Open jeherr opened 3 years ago
Which NNP architecture are you interested?
The ML support in OpenMM is in progress (https://github.com/orgs/openmm/projects/1), but it still not easy to use. If you willing to become an early adopter and start trying things, it will be beneficial for OpenMM.
Well I believe the Chodera group used ANI-2x in the ML/MM paper which only included intramolecular interactions, but this shouldn't be specific to any particular NNP architecture. So long as it predicts energies as a sum of contributions from atoms, any NNP model should be swapable here.
@raimis: @jeherr is a new postdoc in my group working on ML/MM free energy calculations. The openmm-ml package aims to make it simple to convert an MM system to ML/MM, where only the intramolecular interactions for the ML region is handled by ML.
We would like to explore the obvious, simple space of ways we can easily extend this to also include ML for the interactions between ML and MM regions.

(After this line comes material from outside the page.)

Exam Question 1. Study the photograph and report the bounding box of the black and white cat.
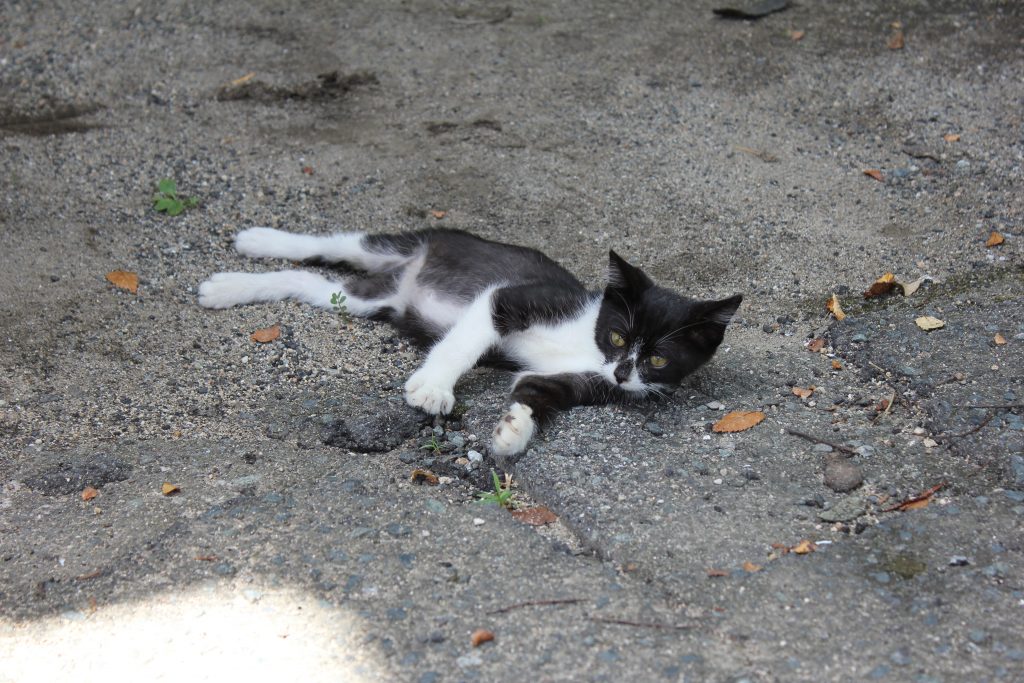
[198,227,741,456]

@peastman : Is it OK to discuss this here, or should we move this discussion to https://github.com/openmm/openmm-ml?
We shouldn't do anything that's specific to ANI. That's what was used in the one paper, but it's an outdated architecture. Other types of models are far more accurate. In the longer term, those are what we should plan to focus on.
In modern architectures, there's no such thing as an AEV. They're convolutional. You start by producing an embedding vector for each atom. A series of layers exchanges information between nearby atoms. At the end, you produce an energy for each atom.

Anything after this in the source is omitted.